En France, la reconnaissance des cancers professionnels reste exceptionnelle tous secteurs confondus. L’Assurance-maladie rapporte que seulement 312 cancers hors amiante ont été reconnus en 2024 parmi les salariés du régime général, auxquels s’ajoutent 862 cas liés à l’amiante. Pour les sapeurs-pompiers professionnels, la CNRACL n’a enregistré que 46 maladies professionnelles en 2024. Cette invisibilité provient du délai d’apparition après la retraite.

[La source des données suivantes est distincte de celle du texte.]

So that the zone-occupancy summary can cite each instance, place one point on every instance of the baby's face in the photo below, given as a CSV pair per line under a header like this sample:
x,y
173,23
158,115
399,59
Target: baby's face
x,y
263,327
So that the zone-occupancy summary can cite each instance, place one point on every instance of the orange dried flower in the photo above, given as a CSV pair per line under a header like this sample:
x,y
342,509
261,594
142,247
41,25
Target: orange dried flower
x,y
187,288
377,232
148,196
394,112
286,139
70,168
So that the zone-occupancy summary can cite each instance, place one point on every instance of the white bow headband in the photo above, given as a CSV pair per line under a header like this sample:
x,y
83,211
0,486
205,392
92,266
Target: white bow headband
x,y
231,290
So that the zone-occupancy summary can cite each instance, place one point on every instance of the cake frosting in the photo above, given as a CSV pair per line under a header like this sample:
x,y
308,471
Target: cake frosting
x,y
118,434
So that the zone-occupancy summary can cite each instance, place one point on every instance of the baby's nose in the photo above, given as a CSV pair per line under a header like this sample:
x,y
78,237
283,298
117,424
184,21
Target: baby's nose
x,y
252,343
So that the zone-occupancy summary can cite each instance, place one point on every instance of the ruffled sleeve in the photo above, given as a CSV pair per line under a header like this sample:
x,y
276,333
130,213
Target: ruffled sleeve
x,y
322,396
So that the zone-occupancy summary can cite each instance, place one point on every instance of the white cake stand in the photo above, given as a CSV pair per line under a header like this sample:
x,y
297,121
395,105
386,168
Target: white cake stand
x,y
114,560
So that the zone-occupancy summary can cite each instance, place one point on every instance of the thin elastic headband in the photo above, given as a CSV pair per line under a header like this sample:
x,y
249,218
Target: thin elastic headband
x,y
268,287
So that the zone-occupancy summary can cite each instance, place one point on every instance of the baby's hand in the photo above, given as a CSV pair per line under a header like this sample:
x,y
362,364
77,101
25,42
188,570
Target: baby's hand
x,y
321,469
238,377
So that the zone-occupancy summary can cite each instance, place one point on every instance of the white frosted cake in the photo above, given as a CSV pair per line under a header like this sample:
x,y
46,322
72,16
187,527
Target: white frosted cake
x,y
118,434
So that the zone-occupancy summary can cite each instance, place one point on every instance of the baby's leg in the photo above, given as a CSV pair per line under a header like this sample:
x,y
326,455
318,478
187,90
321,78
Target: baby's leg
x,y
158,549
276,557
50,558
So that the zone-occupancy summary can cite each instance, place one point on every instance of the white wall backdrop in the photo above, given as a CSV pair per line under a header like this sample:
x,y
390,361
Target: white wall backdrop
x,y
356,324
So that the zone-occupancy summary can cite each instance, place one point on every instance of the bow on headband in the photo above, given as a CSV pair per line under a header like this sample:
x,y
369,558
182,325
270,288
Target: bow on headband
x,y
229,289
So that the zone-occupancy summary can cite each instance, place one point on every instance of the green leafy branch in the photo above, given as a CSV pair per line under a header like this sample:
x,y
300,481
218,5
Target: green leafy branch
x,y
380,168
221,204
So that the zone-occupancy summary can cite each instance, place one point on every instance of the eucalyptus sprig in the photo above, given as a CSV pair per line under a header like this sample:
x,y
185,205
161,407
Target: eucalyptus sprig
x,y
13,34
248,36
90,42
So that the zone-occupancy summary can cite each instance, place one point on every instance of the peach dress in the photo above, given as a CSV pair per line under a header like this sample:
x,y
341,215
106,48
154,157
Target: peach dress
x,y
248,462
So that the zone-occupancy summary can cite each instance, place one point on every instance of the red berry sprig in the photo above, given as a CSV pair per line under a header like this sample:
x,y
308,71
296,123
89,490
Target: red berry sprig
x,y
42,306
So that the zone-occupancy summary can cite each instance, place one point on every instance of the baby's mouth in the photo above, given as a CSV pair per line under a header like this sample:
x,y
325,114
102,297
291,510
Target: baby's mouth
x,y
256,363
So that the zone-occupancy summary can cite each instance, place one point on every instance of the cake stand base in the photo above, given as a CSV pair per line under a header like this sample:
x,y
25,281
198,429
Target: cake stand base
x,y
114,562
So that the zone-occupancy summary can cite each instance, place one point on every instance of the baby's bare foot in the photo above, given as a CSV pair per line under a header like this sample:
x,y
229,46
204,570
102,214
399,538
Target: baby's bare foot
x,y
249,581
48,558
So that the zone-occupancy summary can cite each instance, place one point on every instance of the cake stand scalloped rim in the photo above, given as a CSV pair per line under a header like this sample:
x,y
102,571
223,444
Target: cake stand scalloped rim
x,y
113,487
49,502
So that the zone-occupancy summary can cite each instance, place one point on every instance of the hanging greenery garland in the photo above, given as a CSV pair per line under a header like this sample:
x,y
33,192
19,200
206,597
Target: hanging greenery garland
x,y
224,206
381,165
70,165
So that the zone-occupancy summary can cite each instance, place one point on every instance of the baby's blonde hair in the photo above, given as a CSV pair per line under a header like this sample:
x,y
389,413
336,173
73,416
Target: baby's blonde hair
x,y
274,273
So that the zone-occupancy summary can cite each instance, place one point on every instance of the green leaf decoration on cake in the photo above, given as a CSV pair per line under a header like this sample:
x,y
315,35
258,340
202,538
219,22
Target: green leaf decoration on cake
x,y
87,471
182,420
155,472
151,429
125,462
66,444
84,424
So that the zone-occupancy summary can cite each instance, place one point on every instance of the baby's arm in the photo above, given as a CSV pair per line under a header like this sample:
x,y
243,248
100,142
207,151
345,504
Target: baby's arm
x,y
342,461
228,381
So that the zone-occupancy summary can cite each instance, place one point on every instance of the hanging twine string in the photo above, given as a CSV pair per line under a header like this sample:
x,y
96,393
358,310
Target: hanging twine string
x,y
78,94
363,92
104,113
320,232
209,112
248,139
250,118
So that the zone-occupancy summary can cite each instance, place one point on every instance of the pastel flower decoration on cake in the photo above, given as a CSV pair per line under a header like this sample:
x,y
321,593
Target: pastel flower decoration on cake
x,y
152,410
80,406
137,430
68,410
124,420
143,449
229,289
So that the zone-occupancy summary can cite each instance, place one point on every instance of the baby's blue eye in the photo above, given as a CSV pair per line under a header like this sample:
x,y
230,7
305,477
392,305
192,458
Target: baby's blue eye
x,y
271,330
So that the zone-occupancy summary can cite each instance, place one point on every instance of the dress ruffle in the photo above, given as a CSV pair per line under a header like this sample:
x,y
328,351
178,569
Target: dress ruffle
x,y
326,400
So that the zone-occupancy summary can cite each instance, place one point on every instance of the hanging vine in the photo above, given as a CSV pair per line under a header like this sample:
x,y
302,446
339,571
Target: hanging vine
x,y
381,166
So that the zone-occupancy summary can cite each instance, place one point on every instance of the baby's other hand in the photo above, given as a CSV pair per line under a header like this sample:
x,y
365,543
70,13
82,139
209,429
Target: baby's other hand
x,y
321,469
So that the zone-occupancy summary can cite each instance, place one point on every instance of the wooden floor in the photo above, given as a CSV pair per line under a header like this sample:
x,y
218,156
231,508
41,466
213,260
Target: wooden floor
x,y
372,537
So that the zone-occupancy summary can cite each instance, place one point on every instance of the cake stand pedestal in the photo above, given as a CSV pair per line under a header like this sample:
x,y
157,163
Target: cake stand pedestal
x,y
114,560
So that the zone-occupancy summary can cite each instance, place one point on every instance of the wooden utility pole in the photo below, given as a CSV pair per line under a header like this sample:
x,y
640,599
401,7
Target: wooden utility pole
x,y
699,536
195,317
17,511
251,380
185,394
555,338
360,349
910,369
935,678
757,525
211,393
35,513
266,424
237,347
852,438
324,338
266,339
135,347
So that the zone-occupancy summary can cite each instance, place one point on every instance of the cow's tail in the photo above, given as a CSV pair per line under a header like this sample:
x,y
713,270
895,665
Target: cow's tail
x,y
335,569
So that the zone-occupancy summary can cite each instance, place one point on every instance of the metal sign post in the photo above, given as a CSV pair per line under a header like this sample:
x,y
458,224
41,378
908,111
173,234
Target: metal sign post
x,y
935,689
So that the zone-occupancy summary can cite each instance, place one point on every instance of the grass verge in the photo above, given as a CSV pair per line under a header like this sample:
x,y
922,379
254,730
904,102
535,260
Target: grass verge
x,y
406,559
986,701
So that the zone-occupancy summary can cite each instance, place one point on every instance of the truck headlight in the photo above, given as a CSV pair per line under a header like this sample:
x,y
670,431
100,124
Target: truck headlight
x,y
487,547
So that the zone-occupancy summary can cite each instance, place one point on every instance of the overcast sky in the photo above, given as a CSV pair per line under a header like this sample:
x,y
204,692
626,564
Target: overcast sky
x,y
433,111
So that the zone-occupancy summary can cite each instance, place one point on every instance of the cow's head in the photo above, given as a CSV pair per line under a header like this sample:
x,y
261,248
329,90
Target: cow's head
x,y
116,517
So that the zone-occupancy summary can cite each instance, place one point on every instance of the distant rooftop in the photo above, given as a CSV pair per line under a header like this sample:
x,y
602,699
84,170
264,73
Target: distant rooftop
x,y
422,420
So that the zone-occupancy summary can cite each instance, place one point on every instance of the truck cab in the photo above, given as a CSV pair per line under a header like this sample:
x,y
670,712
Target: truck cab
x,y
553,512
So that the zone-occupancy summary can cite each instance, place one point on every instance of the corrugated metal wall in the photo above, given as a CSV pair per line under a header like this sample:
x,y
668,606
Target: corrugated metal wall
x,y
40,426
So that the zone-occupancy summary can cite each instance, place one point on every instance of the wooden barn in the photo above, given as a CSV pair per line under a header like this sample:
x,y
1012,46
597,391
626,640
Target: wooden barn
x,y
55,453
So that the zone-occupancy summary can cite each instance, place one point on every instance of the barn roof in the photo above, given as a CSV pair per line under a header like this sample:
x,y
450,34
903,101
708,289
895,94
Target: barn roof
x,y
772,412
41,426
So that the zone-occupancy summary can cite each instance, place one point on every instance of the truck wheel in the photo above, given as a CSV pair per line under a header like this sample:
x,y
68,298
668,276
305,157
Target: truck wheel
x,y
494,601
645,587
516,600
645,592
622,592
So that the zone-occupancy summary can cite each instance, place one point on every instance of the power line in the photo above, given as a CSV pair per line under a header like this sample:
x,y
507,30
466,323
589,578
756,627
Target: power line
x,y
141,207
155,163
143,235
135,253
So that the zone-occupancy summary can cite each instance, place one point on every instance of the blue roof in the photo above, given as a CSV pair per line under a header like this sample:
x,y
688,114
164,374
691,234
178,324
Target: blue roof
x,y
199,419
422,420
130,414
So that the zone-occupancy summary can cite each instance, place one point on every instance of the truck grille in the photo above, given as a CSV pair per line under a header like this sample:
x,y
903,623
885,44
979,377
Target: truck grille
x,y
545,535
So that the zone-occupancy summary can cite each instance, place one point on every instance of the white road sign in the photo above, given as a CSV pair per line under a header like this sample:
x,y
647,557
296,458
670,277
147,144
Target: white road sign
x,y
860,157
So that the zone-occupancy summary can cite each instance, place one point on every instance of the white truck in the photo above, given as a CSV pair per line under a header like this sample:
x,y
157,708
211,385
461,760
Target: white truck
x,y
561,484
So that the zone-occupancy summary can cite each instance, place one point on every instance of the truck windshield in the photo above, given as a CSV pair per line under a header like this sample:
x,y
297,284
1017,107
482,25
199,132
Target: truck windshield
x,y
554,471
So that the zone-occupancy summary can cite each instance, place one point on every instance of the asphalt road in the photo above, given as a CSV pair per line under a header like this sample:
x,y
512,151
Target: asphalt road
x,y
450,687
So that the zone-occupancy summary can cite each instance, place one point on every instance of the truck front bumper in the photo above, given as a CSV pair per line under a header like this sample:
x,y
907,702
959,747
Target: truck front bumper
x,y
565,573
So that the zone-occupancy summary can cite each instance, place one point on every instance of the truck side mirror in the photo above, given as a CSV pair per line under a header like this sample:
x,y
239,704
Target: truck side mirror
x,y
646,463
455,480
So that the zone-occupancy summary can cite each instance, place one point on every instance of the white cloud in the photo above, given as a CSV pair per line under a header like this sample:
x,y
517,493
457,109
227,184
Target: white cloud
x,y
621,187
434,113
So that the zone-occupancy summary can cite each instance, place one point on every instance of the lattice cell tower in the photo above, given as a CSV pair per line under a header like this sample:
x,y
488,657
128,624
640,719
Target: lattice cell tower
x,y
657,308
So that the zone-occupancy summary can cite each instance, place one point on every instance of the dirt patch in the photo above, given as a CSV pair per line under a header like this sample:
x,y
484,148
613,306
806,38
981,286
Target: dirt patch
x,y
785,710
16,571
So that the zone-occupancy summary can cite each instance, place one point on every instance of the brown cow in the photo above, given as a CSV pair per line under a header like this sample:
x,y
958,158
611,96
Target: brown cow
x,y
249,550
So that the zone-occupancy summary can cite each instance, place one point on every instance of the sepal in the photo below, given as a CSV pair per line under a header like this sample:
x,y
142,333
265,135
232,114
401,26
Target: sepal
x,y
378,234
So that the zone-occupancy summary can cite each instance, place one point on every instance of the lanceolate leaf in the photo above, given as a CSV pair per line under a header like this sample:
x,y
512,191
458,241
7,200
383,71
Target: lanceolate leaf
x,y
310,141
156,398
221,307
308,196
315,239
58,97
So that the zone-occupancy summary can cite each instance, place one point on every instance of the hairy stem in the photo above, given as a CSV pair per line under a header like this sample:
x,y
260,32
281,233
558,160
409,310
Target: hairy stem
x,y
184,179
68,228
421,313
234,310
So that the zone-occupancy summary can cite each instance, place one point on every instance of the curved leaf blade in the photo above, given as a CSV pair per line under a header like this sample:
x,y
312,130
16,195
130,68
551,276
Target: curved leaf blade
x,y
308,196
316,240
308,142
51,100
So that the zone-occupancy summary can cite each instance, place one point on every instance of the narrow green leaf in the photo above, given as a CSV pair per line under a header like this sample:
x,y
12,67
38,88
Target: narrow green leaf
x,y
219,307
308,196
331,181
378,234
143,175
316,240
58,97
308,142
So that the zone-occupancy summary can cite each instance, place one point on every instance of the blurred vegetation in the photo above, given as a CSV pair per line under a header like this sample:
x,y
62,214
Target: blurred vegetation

Cette reconnaissance transforme la situation des 250 000 pompiers français, dont 80 % sont volontaires. L’inscription au tableau des maladies professionnelles crée une présomption d’origine professionnelle déterminante. Dès lors, si les symptômes correspondent, la maladie est automatiquement reconnue d’origine professionnelle, indépendamment d’autres facteurs comme le tabagisme.
Ce résultat couronne une démarche scientifique de longue haleine. Depuis les années 1990, des études anglo-saxonnes établissaient le lien entre exposition aux incendies et cancers. Il a fallu attendre 2022 et un rapport du Centre international de recherche sur le cancer pour que la profession soit officiellement qualifiée de cancérogène.
Les dix dernières années ont permis d’affiner la connaissance des risques d’exposition : microparticules, hydrocarbures aromatiques polycycliques, benzène et polluants éternels présents dans les équipements de protection. L’équipement de protection crée un piège thermique augmentant l’absorption de substances toxiques par la peau devenue poreuse sous la transpiration abondante.